Le référé civil fonctionne bien, avec des astreintes très lourdes pour les entreprises. Toutefois, la proposition de loi reste en deçà des propositions du groupe de travail présidé par l’ancien président de la Cour d’appel de Paris, Jean-Marie Coulon.
J’ai envisagé de rétablir les peines d’emprisonnement et d’amende pour les délits graves et intentionnels, afin de faire peser sur les chefs d’entreprise l’opprobre qui s’attache à de telles peines, même prononcées avec sursis.
Mais j’ai finalement entendu les représentants des entreprises : au cours de leur audition, ils nous ont fort curieusement expliqué qu’ils préféraient souvent les peines d’emprisonnement, jamais exécutées, ou les peines d’amende, vite payées, vite oubliées, aux astreintes ou aux nullités, dont les conséquences juridiques sont très lourdes pour leurs entreprises…
Une autre mesure contestable est la brèche ouverte – certes au profit des PME – dans l’interdiction faite aux administrateurs d’une société dont ils n’ont pas été préalablement les salariés de signer avec elle un contrat de travail.

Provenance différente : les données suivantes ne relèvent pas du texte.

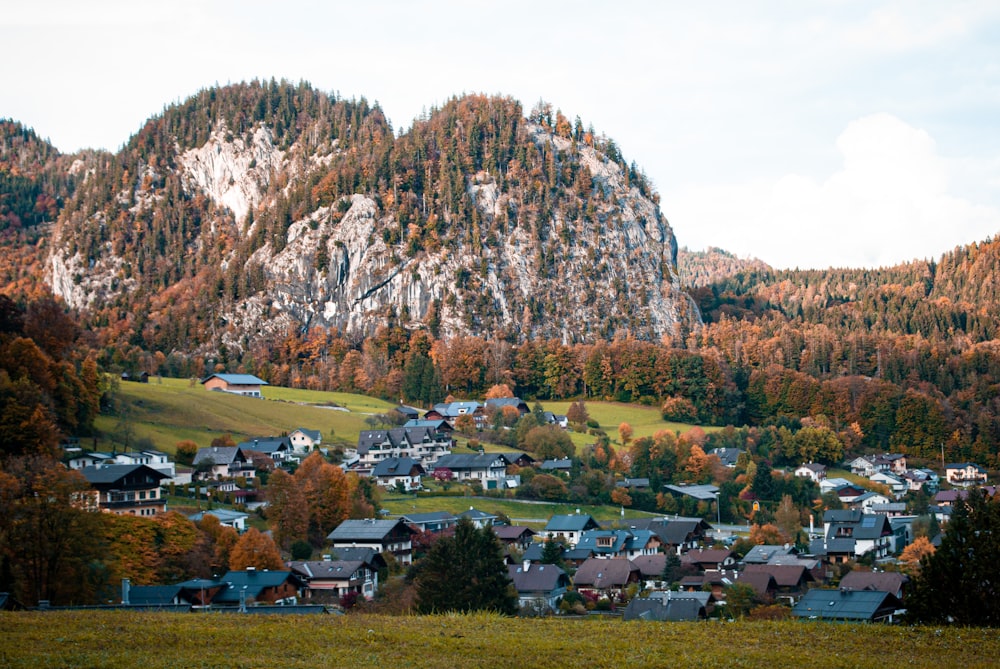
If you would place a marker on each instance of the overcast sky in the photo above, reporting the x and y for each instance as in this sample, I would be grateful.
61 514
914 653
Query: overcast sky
807 134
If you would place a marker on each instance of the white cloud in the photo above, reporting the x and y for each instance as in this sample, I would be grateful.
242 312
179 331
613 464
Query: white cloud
889 202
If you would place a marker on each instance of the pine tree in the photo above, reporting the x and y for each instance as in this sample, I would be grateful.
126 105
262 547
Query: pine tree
465 573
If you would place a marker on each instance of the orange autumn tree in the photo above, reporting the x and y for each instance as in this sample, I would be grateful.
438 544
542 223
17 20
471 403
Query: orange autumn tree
255 549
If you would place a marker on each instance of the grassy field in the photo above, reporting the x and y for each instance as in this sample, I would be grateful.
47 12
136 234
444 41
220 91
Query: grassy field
113 639
170 410
167 411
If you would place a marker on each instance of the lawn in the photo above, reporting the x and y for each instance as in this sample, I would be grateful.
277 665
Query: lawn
120 639
170 410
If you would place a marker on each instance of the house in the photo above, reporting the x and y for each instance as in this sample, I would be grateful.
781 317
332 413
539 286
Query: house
568 528
727 456
327 581
704 559
812 471
398 472
247 385
790 581
234 519
702 493
223 462
433 521
420 443
663 609
276 448
479 518
965 474
304 440
678 533
618 543
496 404
515 536
251 586
847 605
125 489
489 469
393 536
539 586
849 534
883 581
606 577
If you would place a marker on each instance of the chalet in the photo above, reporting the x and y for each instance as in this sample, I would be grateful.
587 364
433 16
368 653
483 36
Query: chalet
234 519
883 581
398 472
496 404
327 581
247 385
965 474
850 534
489 469
223 462
304 440
606 577
276 448
257 586
515 536
125 489
668 608
727 456
479 518
539 586
393 536
568 528
618 543
433 521
847 605
812 471
420 443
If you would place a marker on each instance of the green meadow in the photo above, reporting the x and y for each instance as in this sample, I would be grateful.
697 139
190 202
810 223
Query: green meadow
125 639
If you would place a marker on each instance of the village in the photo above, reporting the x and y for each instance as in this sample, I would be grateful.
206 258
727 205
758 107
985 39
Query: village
846 565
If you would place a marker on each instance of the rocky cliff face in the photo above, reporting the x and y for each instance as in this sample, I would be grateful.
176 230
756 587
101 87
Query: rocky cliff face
599 262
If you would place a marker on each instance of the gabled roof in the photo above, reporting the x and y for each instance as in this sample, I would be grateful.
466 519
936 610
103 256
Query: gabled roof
571 523
846 605
219 455
537 577
605 573
397 467
110 474
237 379
660 609
367 530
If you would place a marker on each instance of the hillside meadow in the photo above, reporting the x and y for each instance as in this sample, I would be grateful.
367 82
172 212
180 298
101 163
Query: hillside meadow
113 639
167 411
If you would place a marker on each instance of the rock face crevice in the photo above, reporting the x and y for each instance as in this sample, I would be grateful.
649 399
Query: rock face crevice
601 263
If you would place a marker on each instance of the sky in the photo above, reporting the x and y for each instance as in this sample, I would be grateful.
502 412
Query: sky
846 133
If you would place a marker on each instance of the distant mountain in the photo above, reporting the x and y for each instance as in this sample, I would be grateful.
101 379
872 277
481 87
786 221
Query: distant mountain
253 209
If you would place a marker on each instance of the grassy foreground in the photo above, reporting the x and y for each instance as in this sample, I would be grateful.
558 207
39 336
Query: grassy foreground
125 639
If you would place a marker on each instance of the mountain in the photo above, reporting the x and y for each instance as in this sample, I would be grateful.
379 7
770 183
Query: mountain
251 210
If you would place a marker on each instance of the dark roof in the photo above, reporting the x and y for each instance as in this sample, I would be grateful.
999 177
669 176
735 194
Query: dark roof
605 573
660 609
537 577
397 467
153 595
846 604
571 523
110 474
884 581
237 379
368 529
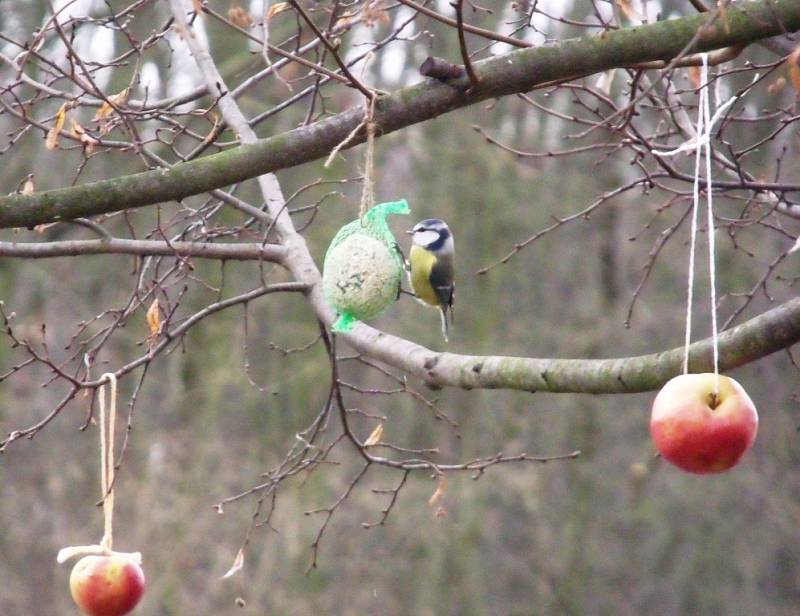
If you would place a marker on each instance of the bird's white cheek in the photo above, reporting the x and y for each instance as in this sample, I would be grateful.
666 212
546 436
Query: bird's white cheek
423 238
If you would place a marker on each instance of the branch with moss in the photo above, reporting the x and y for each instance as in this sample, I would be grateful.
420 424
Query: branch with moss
519 71
767 333
144 248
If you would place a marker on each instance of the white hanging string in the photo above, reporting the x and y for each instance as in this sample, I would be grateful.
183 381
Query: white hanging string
107 456
701 141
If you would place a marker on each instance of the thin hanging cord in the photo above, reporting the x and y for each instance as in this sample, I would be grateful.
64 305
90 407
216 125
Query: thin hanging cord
693 234
712 270
107 457
702 139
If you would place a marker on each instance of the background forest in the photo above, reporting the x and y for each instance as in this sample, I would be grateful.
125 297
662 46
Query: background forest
613 531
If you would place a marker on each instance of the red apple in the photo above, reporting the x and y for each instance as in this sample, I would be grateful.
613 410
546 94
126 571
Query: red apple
106 585
701 432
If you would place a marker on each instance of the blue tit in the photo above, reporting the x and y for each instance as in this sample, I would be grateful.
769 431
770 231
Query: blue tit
431 267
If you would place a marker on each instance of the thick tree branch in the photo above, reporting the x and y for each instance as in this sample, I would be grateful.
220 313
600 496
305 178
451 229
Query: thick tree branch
772 331
518 71
144 248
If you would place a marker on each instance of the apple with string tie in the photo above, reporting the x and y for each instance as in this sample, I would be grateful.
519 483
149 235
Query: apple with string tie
107 585
703 423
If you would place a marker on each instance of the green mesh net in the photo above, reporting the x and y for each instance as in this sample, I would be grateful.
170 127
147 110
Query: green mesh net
363 267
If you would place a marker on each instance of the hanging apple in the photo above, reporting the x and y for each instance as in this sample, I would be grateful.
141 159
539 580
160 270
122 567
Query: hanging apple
701 431
106 585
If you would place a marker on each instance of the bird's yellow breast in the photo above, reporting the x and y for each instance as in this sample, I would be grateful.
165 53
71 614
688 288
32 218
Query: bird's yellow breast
422 262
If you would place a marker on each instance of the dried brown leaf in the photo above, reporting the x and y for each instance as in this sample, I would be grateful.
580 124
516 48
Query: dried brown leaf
28 188
154 318
237 565
794 69
107 108
440 490
375 437
275 9
53 133
85 138
239 16
777 86
372 15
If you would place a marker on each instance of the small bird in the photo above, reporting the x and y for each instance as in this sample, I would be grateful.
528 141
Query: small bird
431 267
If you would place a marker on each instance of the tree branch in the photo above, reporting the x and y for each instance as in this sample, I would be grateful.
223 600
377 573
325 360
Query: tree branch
518 71
144 248
772 331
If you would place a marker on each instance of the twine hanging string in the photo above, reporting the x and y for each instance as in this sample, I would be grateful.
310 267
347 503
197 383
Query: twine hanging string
368 186
107 457
700 142
107 420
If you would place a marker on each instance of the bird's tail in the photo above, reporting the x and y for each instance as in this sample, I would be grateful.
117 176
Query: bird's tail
443 313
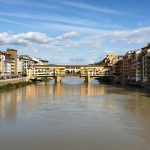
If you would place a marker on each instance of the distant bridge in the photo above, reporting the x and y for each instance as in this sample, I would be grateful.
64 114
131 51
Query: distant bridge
58 72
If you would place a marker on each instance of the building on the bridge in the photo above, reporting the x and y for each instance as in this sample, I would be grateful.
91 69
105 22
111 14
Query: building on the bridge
5 65
28 62
13 61
144 62
131 69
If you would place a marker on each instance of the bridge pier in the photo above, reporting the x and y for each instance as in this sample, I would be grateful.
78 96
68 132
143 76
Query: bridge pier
87 79
58 79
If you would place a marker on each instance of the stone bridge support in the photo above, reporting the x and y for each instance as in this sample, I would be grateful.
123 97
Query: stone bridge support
87 79
57 79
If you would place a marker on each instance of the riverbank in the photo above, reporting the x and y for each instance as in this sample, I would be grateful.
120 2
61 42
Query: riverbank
13 83
9 86
112 81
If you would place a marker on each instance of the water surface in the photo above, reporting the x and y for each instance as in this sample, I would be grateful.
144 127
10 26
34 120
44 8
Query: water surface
74 116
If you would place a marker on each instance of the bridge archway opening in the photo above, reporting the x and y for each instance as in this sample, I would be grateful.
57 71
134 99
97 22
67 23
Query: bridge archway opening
72 80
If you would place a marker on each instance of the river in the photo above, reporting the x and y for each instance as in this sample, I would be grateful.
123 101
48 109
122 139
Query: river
73 115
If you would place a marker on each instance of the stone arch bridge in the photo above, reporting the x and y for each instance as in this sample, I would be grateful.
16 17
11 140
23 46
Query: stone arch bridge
58 72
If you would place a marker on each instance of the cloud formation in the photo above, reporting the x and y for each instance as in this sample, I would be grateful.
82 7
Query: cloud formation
67 40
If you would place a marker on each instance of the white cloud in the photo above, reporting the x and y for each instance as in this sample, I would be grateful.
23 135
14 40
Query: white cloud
36 41
67 36
90 7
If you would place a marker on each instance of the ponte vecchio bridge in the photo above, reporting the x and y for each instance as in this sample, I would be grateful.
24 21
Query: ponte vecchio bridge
58 72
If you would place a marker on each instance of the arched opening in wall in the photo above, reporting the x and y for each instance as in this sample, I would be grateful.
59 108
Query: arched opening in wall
72 80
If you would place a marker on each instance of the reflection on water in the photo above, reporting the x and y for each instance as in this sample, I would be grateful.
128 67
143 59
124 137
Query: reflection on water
74 115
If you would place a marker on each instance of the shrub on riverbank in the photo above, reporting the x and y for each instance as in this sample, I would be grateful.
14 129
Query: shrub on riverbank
13 85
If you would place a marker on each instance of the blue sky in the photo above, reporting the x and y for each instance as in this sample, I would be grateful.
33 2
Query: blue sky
74 31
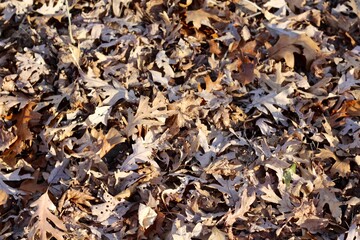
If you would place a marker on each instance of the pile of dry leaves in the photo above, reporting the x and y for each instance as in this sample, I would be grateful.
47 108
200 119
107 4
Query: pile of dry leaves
179 119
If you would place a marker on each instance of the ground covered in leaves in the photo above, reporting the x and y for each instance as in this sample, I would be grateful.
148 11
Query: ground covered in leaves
158 119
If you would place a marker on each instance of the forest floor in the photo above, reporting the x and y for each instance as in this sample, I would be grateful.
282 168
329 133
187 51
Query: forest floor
179 119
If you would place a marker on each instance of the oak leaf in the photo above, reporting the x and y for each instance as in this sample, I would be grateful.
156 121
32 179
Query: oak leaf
44 222
287 45
23 134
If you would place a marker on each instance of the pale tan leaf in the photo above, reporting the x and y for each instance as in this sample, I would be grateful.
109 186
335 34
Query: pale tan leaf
146 215
43 219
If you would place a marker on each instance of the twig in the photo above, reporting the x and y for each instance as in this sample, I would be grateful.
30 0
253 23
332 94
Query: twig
69 20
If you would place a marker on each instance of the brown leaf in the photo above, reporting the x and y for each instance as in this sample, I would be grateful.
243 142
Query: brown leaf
341 167
200 17
214 47
3 197
287 45
23 134
77 197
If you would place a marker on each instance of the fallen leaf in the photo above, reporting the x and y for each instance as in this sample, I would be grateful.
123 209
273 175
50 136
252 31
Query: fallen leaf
147 216
287 45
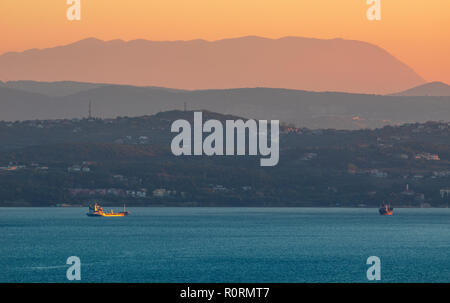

Pour ma part, je suis tout à fait hostile à cette mesure : je pense qu’il y a un conflit d’intérêts latent dans le fait qu’un administrateur d’une société en soit également le salarié.
La proposition de loi supprime aussi toute obligation de dépôt du rapport de gestion pour les sociétés en nom collectif, les sociétés à responsabilité limitée et les sociétés anonymes, à l’exception des sociétés cotées.
Or le critère de la cotation, employé tout au long de la proposition de loi, n’est pertinent dans aucun des cas : pourquoi un traitement différent serait-il réservé aux sociétés cotées et aux sociétés non cotées ? Les problèmes dont il est question sont sans rapport avec le fait que les sociétés soient cotées ou non !
Surtout, je désapprouve sur le fond la suppression du rapport de gestion, qui porte atteinte à la transparence des affaires.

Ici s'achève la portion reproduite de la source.